Effects of Soil Texture on Root Growth and Ginsenoside Content

Soil particle size affected root length, weight, and quality. We found the longest roots in soil with a particle size of 1-2 mm; this is consistent with a previous report of a positive correlation between root length and the proportion of sand in the soil (Li, 1997). However, Li (1997) also reported that roots were shorter in loamy sand than in sandy loam soils despite the higher sand content and suggested that the effect of soil particle size could be confounded by other factors. It is likely that soil with a small particle size has more moisture (Saxton and Rawls, 2006); therefore, poor drainage may decrease root weight (Lee et al., 2012).
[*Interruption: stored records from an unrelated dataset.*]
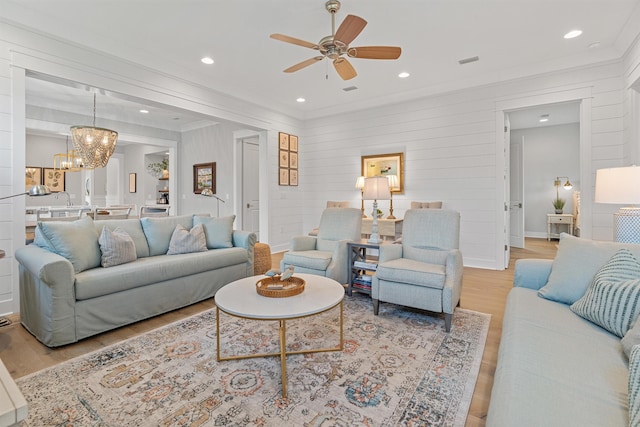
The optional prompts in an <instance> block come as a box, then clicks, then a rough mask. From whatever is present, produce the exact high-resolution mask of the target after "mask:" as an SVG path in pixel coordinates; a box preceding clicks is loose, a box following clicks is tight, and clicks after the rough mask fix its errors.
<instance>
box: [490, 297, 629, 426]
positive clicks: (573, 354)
mask: <svg viewBox="0 0 640 427" xmlns="http://www.w3.org/2000/svg"><path fill="white" fill-rule="evenodd" d="M502 325H503V329H502V337H501V340H500V352H499V354H498V365H497V367H496V370H495V375H494V383H493V384H494V385H493V391H492V393H491V405H490V407H489V412H488V417H487V423H486V425H487V427H489V426H491V427H513V426H524V425H526V426H554V427H556V426H557V427H561V426H562V427H565V426H594V427H595V426H626V425H627V422H628V409H627V382H628V366H627V358H626V357H625V356H624V355H623V354H622V349H621V346H620V339H619V338H618V337H617V336H615V335H613V334H611V333H609V332H607V331H606V330H604V329H602V328H601V327H599V326H597V325H594V324H593V323H591V322H589V321H587V320H585V319H583V318H582V317H580V316H576V315H575V313H573V312H572V311H571V310H569V307H568V306H567V305H566V304H560V303H557V302H553V301H549V300H546V299H544V298H540V297H538V296H537V291H535V290H531V289H526V288H513V289H512V290H511V291H510V292H509V297H508V299H507V305H506V308H505V312H504V321H503V324H502Z"/></svg>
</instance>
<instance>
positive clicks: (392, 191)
mask: <svg viewBox="0 0 640 427" xmlns="http://www.w3.org/2000/svg"><path fill="white" fill-rule="evenodd" d="M387 179H388V180H389V193H390V194H391V196H390V197H391V198H390V199H389V216H388V217H387V219H396V217H395V216H393V192H394V191H397V190H399V189H400V182H399V181H398V175H387Z"/></svg>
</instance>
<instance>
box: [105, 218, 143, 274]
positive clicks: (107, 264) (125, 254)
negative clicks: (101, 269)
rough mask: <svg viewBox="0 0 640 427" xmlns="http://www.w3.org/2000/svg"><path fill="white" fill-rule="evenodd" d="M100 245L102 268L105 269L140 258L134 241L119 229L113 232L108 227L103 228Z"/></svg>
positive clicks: (115, 230)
High soil moisture suppresses ginsenoside production in P. ginseng (Lee et al., 2012). Water deficit has a suppressive effect in P. notoginseng (Xia et al., 2016) but a promoting effect in P. quinquefolius (Lee and Mudge, 2013b). We found that total ginsenoside and Rb₁ were decreased in soil with a particle size of < 0.5 mm. This result is consistent with those of previous studies reporting a negative effect of high moisture on total ginsenoside (Lee et al., 2012) and on Rb1 content (Xia et al., 2016). Further study is needed to investigate the other factors such as how nutrient availability changes with soil texture.
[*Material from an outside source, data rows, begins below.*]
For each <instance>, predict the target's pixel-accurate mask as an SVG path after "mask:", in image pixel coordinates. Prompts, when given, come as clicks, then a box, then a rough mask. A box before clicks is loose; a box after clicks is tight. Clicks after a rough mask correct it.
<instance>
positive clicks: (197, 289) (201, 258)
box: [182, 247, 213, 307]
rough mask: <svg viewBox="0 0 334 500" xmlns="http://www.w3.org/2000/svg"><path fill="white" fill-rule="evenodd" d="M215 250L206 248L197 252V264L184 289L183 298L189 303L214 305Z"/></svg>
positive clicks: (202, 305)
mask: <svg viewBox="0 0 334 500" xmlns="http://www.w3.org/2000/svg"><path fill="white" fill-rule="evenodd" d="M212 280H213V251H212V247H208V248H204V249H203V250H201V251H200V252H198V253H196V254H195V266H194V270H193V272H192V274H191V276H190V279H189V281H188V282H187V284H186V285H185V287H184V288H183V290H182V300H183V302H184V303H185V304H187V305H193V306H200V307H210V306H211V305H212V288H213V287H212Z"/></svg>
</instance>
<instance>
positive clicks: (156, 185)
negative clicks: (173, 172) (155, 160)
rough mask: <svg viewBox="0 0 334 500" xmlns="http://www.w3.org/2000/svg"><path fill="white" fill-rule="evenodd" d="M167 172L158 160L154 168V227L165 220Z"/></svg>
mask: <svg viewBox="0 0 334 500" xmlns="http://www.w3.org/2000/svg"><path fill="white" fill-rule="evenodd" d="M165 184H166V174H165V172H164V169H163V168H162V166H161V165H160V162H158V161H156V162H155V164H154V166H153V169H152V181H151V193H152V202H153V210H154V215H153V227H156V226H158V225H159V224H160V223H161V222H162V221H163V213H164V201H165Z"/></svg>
Effects of Cultivation Site on Root Growth and Ginsenoside Content

While saponins generally make up approximately 3%-4% of P. ginseng by weight, and the precise ginsenoside composition has been found to vary among countries such as Republic of Korea, China, Japan, and Russia (Park, 1996). The ginsenoside contents of P. quinquefolius and P. notoginseng also vary regionally (Dong et al., 2003; Schlag and McIntosh, 2006). It is difficult to attribute these differences to a single factor because soil and climatic properties cannot easily be separated. We tested the effects of location using the same soil type to minimize the effect of soil parameters. The great variation in ginsenoside content in our study suggested that climatic factors including temperature and precipitation were the main influences on root growth. Root growth might be promoted by low mean temperature in Pyeongchang. However, we could not exclude the possibility that root growth was influenced by topography, which determines drainage. Nutrient transfer from below the buried soil also influenced the ginseng plant. However, this impact may have been minimal, considering the short root system of P. ginseng.
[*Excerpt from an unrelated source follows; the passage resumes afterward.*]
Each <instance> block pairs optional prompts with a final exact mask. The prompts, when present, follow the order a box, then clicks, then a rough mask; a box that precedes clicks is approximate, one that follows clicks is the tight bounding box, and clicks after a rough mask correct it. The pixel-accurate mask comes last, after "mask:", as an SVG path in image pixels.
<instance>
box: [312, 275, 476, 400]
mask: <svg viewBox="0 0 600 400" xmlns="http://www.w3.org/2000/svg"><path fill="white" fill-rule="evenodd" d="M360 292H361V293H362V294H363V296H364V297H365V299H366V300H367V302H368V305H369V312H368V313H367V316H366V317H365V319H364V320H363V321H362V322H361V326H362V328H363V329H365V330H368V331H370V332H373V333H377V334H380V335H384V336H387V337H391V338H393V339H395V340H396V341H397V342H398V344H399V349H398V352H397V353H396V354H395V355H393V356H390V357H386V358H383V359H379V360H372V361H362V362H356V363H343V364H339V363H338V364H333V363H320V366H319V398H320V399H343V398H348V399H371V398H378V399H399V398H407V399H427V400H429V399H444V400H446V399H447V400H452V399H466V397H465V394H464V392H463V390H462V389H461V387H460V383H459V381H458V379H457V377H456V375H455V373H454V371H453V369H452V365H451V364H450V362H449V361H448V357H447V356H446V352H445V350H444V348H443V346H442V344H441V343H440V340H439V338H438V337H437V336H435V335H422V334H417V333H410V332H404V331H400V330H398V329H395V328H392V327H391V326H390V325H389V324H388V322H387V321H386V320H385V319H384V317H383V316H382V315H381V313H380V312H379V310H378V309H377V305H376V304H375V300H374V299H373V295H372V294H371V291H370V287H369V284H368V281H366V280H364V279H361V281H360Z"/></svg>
Ginsenoside production is influenced by climatic parameters such as temperature, precipitation, and light (Yu et al., 2005). High temperatures suppress root growth and increase ginsenoside content in P. quinquefolius (Jochum et al., 2007). Production of secondary metabolites is often increased with environmental stress. Neilson et al. (2013) have suggested that multifunctional biosynthesis and the optimization of primary metabolism can offset the tradeoff between resource allocation for growth and the production of secondary metabolites. If so, root yield can be promoted without the loss of production of ginsenoside for defense. Haukioja et al. (1998) has also reported that both saponin production and biomass accumulation can be increased with manipulation of environmental conditions. Our results revealed that no tradeoff occurs between root growth and ginsenoside content in response to local climate properties.

Conclusion

Our results demonstrated that moderate fertilization minimally impacted root growth and ginsenoside production. In contrast, excessive fertilization seemed to create environmental stress, leading to a tradeoff between biomass and ginsenoside production. Accordingly, blind or excessive fertilization should be prevented to control root yield and ginsenoside content. Soil particle size affected root weight and shape as well as ginsenoside production, showing that the selection of proper soil texture is important to root yield and quality. Cultivation site strongly influenced root growth and ginsenoside production, but no significant correlation was found between root weight and ginsenoside in different locations. A positive correlation between ginsenoside content and root weight suggests that these two properties can be simultaneously promoted under proper environmental conditions.